En el debate que se ha entablado entre salud y economía, confluyen dos miradas sobre el país. Una en la que las luchas populares han ido armando un relato y otra que destaca el esfuerzo individual y busca minimizar el papel del Estado.

Aunque sabemos que la cuarentena ha agravado la crisis heredada del macrismo y que sus efectos sociales se harán sentir angustiosamente sobre los más postergados, en ladisputa que los argentinos tengamos sobre si “salud o economía” se cifran otras querellas cuyos fundamentos se nutren en la forma en que se interpretan e internalizan algunos hechos y procesos del pasado.

Queremos pensarlo a partir de un contraste entre dos relatos

Hay una corriente de pensamiento “popular” que ha construido una historia propia y una identidad a partir de un largo inventario de luchas heroicas, muchas de las cuales terminan en derrota. Para construir sus mojones, la historia argentina -y la lucha de clases- le ha ofrecido en forma periódica sucesivas matanzas y masacres masivas que los derrotados de la historia han sabido enarbolar como bandera. Desde los afroargentinos y las montoneras en el siglo XIX, hasta un siglo XX que comienza con su 1904, recrudece en la Semana Trágica, promedia en los bombardeos del 55 y culmina con la producción industrial de muerte organizada por la dictadura. El siglo que vivimos arranca signado por la crisis, pero también por los muertos en las calles en las terribles jornadas de diciembre de 2001.

No es necrofilia, es simplemente una forma de contar la historia y de construir memoria a través de escenas de violencia más o menos institucionalizada (y en general, los asesinos en esta retahíla son miembros de las fuerzas estatales en distintos formatos que cambian según la época) mediante la cual las agrupaciones políticas populares han trazado su propia periodización de luchas y tragedias.

Es un relato que se piensa a sí mismo como un relato colectivo y que tiene más derrotas que victorias para contar, y que a falta de otra moneda, ha elegido las cantidades de muertos como valor convertible. Quinientos, treinta mil, treinta y nueve, dos.

Por otro lado, existe una Argentina cuya periodización institucional tiene un solo leit motiv: “populismo”. Prescindiendo de toda argumentación profunda, para ellos la historia reciente (y no tanto, ya que le adjudican 70 o más años) es una narración que cuenta cómo el Estado argentino ha extraído impuestos a los que trabajan y producen, para dárselos a los que no lo hacen (aquí entran tanto los pobres que son asistidos como los empleados públicos) condenando al país al atraso. No hay más nada.

Es un relato construido desde las historias personales y no hay colectivo alguno, sino la suma de emprendedores más o menos exitosos. En ese relato lo colectivo irrumpe como amenaza, coacción o restricción del potencial individual.

En esta coyuntura desatada por el coronavirus, estas dos miradas sobre la historia propia-personal y la del país se encuentran cara a cara.

En la evaluación que se haga de las tragedias argentinas del pasado, se cifra la posición respecto de cuarentena sí o no. No se trata solamente de empatizar con los muertos de esos sucesos y convertirlos “en bandera”, sino de al menos registrarlos como parte de nuestra historia colectiva.

No es casual entonces que quienes han construido el relato de su vida como una historia de progreso limitada por las exacciones del estado, lean esta coyuntura en esa clave y aboguen por la liberación de la cuarentena, apelando a una ética de la responsabilidad que en algunos casos tiene tintes eutanásicos. Es una actitud que se basa en la incomprensión o desconocimiento de esas otras grandes tragedias, encarnada por gente a la que le cuesta verse como parte de un colectivo social. Para ellos, el 30.000 ¡pero también el 8.000! no significan nada. Y con eso hay que convivir.

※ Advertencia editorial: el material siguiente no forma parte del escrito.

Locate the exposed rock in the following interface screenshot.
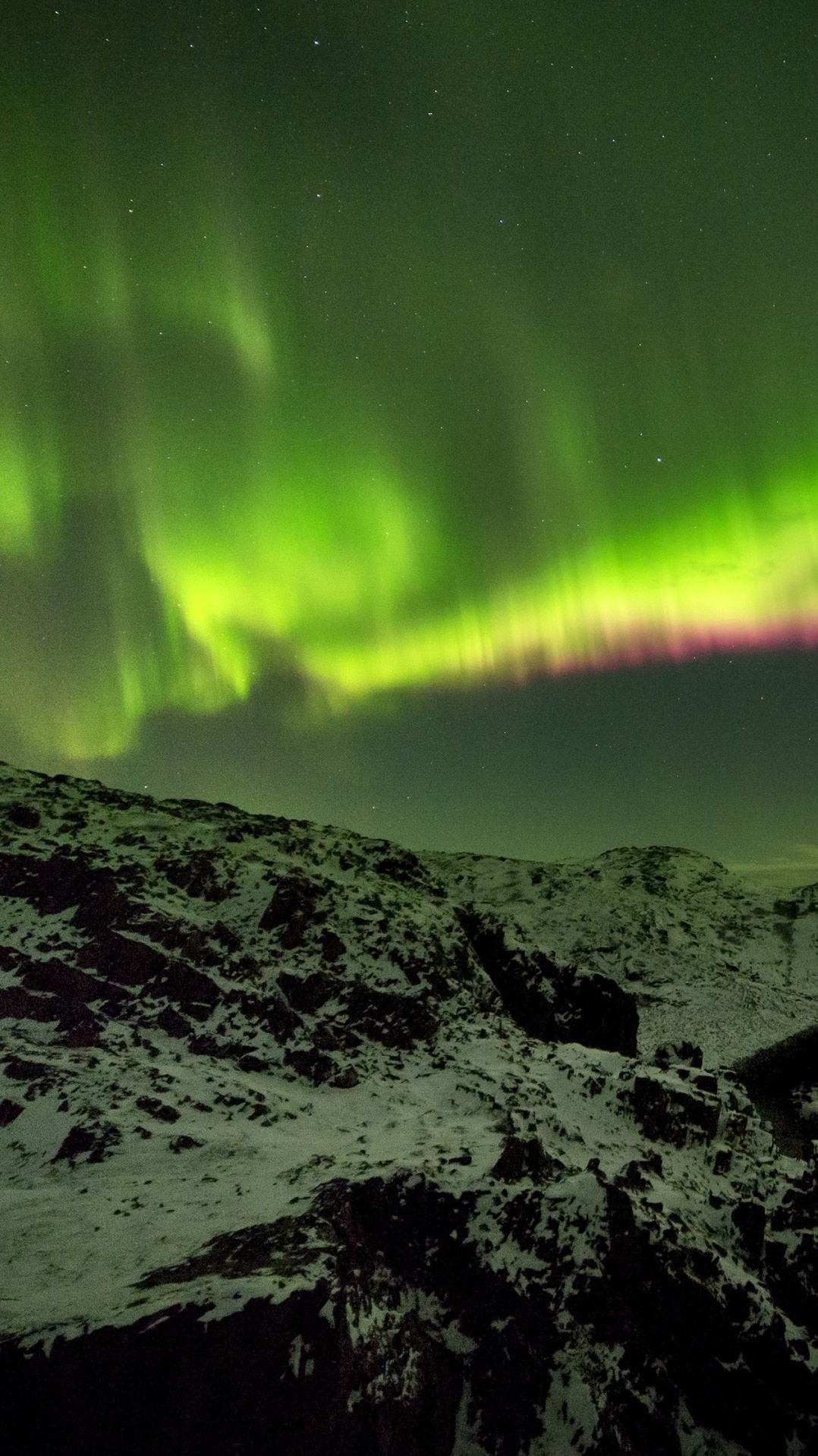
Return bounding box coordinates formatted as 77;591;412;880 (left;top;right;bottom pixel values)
0;767;818;1456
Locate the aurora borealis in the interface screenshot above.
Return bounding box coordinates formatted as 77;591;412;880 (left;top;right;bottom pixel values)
0;0;818;859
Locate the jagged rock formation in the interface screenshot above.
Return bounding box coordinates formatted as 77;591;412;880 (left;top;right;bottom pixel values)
0;767;818;1456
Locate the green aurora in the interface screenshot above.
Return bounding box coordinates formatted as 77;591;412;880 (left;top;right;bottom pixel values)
0;0;818;862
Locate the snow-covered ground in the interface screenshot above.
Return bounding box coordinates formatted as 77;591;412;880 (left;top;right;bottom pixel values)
0;767;818;1456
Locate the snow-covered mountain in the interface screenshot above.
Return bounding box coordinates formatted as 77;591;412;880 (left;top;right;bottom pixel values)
0;766;818;1456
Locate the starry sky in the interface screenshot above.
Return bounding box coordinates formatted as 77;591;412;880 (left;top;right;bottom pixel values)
0;0;818;884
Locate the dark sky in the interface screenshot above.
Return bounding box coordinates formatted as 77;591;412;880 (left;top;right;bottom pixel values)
0;0;818;882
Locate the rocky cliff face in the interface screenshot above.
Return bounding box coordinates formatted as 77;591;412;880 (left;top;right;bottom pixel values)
0;767;818;1456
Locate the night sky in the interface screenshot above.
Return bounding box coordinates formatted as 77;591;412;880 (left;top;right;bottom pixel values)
0;0;818;884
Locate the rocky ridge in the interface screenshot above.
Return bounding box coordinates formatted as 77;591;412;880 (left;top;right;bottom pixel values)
0;766;818;1456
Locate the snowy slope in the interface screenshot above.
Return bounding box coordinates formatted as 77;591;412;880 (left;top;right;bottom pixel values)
0;767;818;1456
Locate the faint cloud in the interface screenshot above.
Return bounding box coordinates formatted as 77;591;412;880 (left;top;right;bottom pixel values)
726;844;818;890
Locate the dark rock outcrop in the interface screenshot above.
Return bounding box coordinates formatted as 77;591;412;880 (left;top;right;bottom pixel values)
0;769;818;1456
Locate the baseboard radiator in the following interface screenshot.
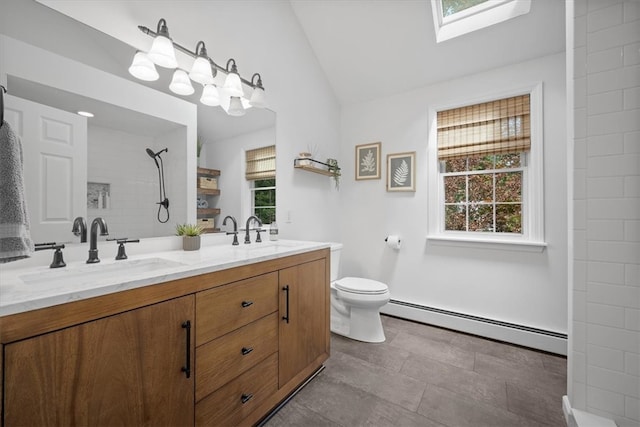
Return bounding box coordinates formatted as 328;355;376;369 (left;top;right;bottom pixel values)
380;299;567;356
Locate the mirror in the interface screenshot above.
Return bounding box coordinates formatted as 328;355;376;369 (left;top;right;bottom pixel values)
0;36;275;242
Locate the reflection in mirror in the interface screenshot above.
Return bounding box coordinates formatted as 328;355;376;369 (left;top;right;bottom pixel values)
0;35;275;242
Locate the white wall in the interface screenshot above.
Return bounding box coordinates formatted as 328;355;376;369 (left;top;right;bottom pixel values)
569;0;640;427
13;0;342;244
340;54;567;350
201;127;280;226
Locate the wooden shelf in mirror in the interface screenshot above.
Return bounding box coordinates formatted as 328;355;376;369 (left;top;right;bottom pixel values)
198;208;220;217
198;187;220;196
198;167;220;176
294;165;333;176
293;159;340;176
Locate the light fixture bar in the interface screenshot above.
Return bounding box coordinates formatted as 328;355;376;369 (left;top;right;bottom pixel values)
138;25;264;90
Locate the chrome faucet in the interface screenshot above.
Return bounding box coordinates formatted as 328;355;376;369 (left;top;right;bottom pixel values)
87;218;109;264
222;215;238;246
244;215;262;244
71;216;87;243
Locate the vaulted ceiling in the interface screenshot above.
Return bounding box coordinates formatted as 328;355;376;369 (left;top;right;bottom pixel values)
291;0;565;104
38;0;565;105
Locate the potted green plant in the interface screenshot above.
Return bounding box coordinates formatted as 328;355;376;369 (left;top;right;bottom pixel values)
176;224;203;251
327;159;340;190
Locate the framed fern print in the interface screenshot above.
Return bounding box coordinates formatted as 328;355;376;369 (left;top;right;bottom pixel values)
387;151;416;191
356;142;382;180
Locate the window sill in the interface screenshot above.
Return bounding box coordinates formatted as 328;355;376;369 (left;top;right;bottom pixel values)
427;234;547;252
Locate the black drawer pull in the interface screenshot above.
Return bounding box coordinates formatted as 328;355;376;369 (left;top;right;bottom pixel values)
282;285;289;323
182;320;191;378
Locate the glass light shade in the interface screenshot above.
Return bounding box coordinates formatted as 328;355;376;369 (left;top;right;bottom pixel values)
200;85;220;107
147;36;178;68
227;96;245;117
169;69;194;95
129;52;160;82
224;73;244;96
189;56;213;85
249;87;267;108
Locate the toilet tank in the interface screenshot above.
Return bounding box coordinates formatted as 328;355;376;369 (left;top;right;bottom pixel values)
331;243;342;282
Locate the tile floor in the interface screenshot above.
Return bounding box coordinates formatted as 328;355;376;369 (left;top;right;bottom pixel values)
266;316;567;427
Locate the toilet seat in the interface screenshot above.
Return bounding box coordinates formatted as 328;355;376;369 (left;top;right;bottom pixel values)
334;277;389;295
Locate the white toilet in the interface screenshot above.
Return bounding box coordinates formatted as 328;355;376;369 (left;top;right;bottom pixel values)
331;243;390;342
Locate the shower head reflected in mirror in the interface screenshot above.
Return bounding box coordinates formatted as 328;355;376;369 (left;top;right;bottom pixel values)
146;148;169;223
147;148;169;169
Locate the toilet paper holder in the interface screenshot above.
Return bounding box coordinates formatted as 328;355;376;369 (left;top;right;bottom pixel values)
384;235;401;249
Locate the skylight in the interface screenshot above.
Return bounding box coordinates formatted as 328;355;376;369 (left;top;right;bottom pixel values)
442;0;487;18
431;0;531;43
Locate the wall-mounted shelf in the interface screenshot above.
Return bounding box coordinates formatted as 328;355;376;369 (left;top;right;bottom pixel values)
196;167;220;233
293;158;340;176
198;187;220;196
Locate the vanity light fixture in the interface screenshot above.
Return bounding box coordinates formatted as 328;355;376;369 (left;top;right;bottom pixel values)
227;96;245;117
169;68;195;95
200;84;220;107
223;58;244;96
129;51;160;82
189;41;217;85
148;18;178;68
129;18;267;116
249;73;267;108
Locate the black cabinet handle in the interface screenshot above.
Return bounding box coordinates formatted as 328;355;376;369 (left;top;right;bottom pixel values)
182;320;191;378
282;285;289;323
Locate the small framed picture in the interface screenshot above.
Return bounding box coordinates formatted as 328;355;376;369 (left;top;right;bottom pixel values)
387;151;416;191
356;142;382;180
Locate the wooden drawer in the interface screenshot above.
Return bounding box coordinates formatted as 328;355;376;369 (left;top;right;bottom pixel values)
196;272;278;346
196;353;278;426
196;313;278;402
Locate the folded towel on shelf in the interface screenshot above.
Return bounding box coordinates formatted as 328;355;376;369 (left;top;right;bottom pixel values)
0;121;34;263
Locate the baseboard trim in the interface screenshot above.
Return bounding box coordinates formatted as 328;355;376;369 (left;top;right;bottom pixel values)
380;299;567;356
562;396;617;427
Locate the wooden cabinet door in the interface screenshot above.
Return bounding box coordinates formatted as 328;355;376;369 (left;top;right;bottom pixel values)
4;296;194;427
278;259;329;387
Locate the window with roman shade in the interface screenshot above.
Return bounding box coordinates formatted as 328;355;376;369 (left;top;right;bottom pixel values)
245;145;276;224
437;94;531;160
437;94;531;236
245;145;276;181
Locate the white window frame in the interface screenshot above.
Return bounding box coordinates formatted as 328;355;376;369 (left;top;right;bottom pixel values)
248;178;278;226
427;83;546;252
431;0;531;43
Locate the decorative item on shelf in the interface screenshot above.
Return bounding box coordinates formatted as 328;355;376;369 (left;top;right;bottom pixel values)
176;223;203;251
198;197;209;209
327;159;341;190
198;176;218;190
198;217;216;233
129;18;267;117
298;152;313;166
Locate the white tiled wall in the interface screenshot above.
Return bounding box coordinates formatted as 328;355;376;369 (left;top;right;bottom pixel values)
570;0;640;426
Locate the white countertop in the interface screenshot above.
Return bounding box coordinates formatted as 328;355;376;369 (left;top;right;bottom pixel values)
0;240;330;316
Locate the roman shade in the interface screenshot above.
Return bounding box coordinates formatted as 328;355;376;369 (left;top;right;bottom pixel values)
437;94;531;160
245;145;276;181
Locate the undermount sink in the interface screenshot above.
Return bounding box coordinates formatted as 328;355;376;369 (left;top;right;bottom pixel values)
20;258;184;284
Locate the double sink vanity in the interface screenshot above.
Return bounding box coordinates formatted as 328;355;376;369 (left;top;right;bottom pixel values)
0;241;330;426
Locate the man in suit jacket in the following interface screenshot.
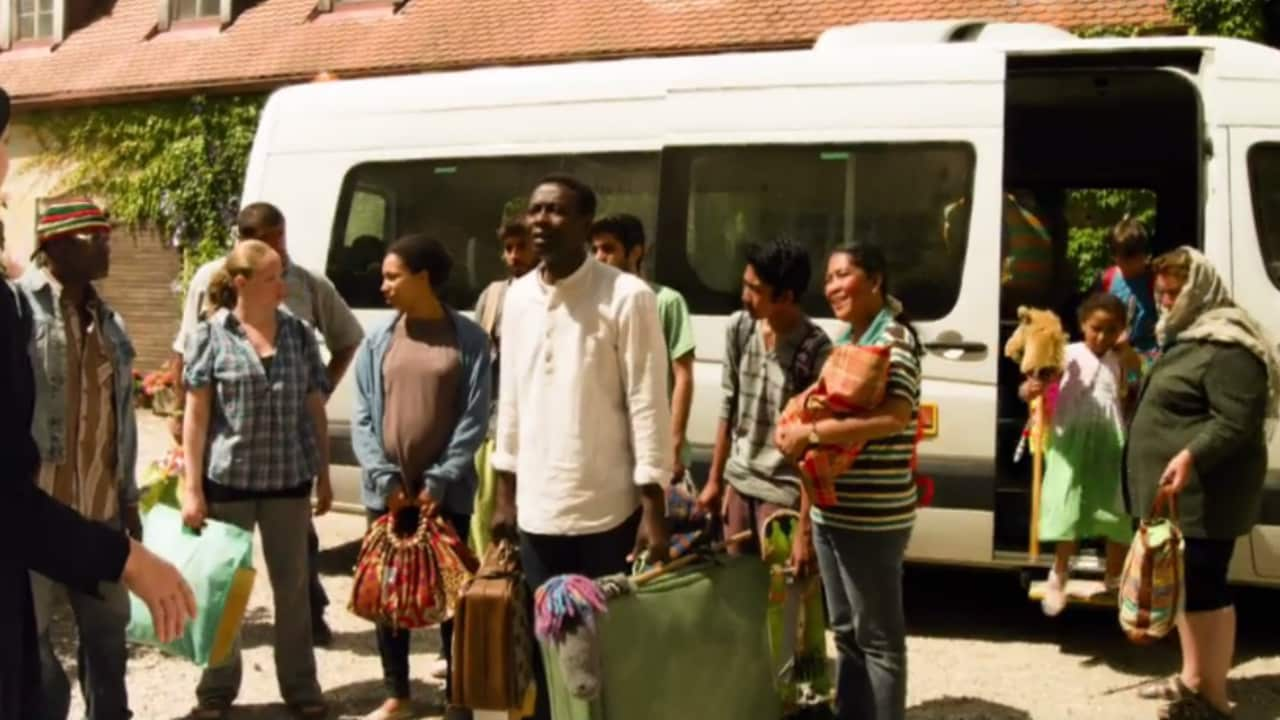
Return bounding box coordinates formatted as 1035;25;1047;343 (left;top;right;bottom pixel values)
0;88;196;720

Del otro lado nos encontramos quienes más allá de las dificultades y el desastre económico y social que se está generando, no podemos concebir la idea de agregar una nueva cifra enorme a aquellas que hilvanan el tejido de nuestra historia trágica. En todo caso, recaerá en la capacidad de quienes tienen a su cargo la ejecución de las políticas públicas de asistencia, minimizar el daño social. Quienes la lleven adelante no deben desesperarse para que la sociedad argentina logre mensurar la tragedia que nos estamos ahorrando y asumir que su premio será no estar inscriptos en la terrible lista de quienes supusieron que la vida de muchos era un valor sacrificable en aras de un objetivo que se pretendió superior.